Once the hiatus hypothesis is abandoned, the protohistoric period can be viewed as a time of complex social reorganization that challenges researchers to tease out the interplay between the foraging and the farming communities across the Southwest, a major theme of this book. These interactions were sometimes fueled by conflict over resources like bison (John D. Speth, Chapter 3), but they also derived from cooperation and trade in pottery (James A. Truesdale and coauthors, Chapter 16).

Interactions between settled farmers and mobile foragers can also be difficult to ascertain because of the long-term usage of persistent places. Meade F. Kemrer (Chapter 2) and Patrick H. Beckett (Chapter 5) explore connections between the Mogollon and the later nomadic groups. Douglas B. Craig (Chapter 12) and Mark Harlan and Seymour (Chapter 13) argue that the abandonment of large Hohokam centers may represent a shift to a more flexible land use strategy resulting in sites networked along waterways.

Studying the dynamics between protohistoric groups and modern tribes requires investigating either individual artifact classes like Diné animal traps (James M. Copeland, Chapter 14), Ute wickiups (Curtis Martin, Chapter 15) Yavapai rockshelters (Robert J. Stokes and Joanne C. Tactikos, Chapter 18) and structures (Peter J. Pilles Jr., Chapter 19) or more complex assemblages such as thermal features and lithic assemblages (Alexander Kurota, Chapter 7), complete artifact assemblages as Seymour managed on an ancestral Chokonen Apache encampment (Chapter 17), or regional site patterns like Heidi Roberts (Chapter 20) does to understand the post-Puebloan Numic and Patayan archaeological record in southern Nevada.

The study of mobile peoples can also be challenging because the archaeological signatures of these ephemeral sites are often diffuse. Chapters 4 and 8–11 focus on this theme. Seymour (Chapter 4) presents the best methods for distinguishing between Puebloan and mobile group structures. David V. Hill (Chapter 11) presents an overview on the methods used to study protohistoric ceramics from thermoluminescence dating for temporal control to compositional studies such as petrography and instrumental neutron activation analysis (INAA). James L. Moore (Chapter 8), Mark Harlan (Chapter 9), and Chris Loendorf (Chapter 10) discuss lithic technology in the Southwest from unique perspectives: Harlan presents an overview of arrowhead variability during the protohistoric period, Loendorf examines projectile point design continuity between the protohistoric and Akimel O'odham and Apache, and Moore focuses on Spanish chipped stone technology, including both projectile points and gunflints.

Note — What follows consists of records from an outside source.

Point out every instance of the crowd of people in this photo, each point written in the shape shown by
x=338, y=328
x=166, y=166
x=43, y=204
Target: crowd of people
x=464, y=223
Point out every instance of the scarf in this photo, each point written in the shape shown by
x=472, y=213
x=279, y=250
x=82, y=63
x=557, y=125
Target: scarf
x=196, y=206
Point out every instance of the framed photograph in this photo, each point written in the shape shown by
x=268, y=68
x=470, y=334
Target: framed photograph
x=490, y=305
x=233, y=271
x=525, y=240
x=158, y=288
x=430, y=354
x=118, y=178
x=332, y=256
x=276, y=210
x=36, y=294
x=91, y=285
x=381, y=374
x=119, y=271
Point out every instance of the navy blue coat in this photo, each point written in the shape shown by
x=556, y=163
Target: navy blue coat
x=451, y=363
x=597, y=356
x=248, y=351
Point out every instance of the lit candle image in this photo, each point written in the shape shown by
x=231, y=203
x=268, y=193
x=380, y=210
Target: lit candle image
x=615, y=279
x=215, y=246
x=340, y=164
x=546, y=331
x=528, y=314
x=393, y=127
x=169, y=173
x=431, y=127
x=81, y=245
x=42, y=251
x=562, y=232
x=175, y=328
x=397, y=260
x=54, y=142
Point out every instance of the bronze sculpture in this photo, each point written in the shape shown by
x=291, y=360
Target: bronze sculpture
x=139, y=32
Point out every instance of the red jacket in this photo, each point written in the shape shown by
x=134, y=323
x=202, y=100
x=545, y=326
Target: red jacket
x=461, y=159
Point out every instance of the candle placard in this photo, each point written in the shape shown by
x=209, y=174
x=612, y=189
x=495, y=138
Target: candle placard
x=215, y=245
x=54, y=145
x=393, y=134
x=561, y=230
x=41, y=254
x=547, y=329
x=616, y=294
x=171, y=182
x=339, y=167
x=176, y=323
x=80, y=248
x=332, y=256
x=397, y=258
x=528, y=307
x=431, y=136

The final theme addressed in the book is Indigenous land rights. Oscar Rodriguez and Seymour (Chapter 6) present the case of the Lipan Apache and their difficulty obtaining federal recognition given their mobile lifeways. The Lipan Apache were historically a mobile group comprising several bands that would periodically unite. Their mobile and disparate lifeways are in direct conflict with the criteria for federal recognition, which privilege long-standing amalgamation in a distinct locale. The continued study of protohistoric mobile groups in the US Southwest demonstrates the flawed premise of the criteria for formal tribal recognition by the US federal government.

Overall, this book provides an excellent summary of research done on the often-ignored protohistoric period in the US Southwest. In reporting their research, these authors provide a complex picture of continuity and change in a region where the boundaries across space and time between foragers and farmers are far more permeable than archaeologists have thought.